Most developers will just use the latest Microsoft® Visual Studio compiler or Intel’s C/C++ Compiler to take advantage of AVX. But, for the clock counting, bit shifting, tech heads out there, you can learn more at the Intel’s AVX website.

The best way to work with AVX is through intrinsics, which are supported by both the Microsoft and Intel compilers. Anyone familiar with programming SSE or the PlayStation* 3’s SPUs will be good “frenemies” with intrinsics. Intrinsics are compiler specific functions that usually compile down to highly efficient inlined machine instructions. Since the compiler has a strong understanding of intrinsics, it will often generate code faster than inlined assembly. Intrinsics are the best way to write high-throughput, compute-intensive code on the CPU (intrinsics are an acquired taste, like wine or Remedy Entertainment’s Alan Wake*).

Intel engineers and performance hungry developers are already exploring ways AVX can benefit game and graphics applications. For example, my coworker Stan Melax, just wrote a great article presenting a programming pattern to improve the performance of geometry computations by transposing packed 3D data on-the-fly.

AVX is interesting, but let’s shift our focus to the graphics engine.

Remember, Sandy Bridge is a DirectX 10.1 part. I like the DX11 multithreaded API, so most of my current code is DX11 with the proper DX10.1 “feature level” set for Sandy Bridge. With full DX10.1 support, there are no real major surprises when programming for Intel graphics. However, there are few things to keep in mind.

The memory layout for processor graphics is different than it is for a discrete card. Graphics applications often check for the amount of available free video memory early in execution. As a result of the dynamic allocation of graphics memory performed by the Intel® HD Graphics devices (based on application requests), you need to know the total amount of memory that is truly available to the graphics device. Memory checks that supply only the amount of “local” or “dedicated” graphics memory available do not supply an appropriate value for the Intel® HD Graphics devices.

All video memory on Intel® HD Graphics and earlier generations, including Intel® Graphics Media Accelerator Series 3 and 4, use Dynamic Video Memory Technology (DVMT).

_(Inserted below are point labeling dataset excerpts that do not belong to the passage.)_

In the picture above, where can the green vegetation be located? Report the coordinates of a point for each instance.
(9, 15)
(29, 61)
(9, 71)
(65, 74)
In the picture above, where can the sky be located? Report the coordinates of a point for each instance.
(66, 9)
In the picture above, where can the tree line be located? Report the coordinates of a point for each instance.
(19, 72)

DVMT memory is considered “local memory.” “Non-local video memory” will show as ZERO (0). This should not be used to determine compatibility with Accelerated Graphics Port (AGP) or PCI Express*.

To accurately detect the amount of memory available, you’ll need to check the total video memory availability. The Microsoft DirectX* SDK (June 2010) includes the VideoMemory sample code and describes five commonly used methods to detect the total amount of video memory. Applications targeting Microsoft Windows Vista* and Microsoft Windows* 7, should reference GetVideoMemoryViaDXGI. For Microsoft Windows* XP applications, GetVideoMemoryViaWMI is a good starting place. For more information, see the Microsoft sample code site.

The best place to get started with Intel processor graphics is to check out the Intel Graphics Developer’s Guides

With nearly a million PCs shipped each day, the available market of processor graphics is growing quickly. It’s worthwhile to understand and validate on processor graphics. Soon, processor graphics will be everywhere.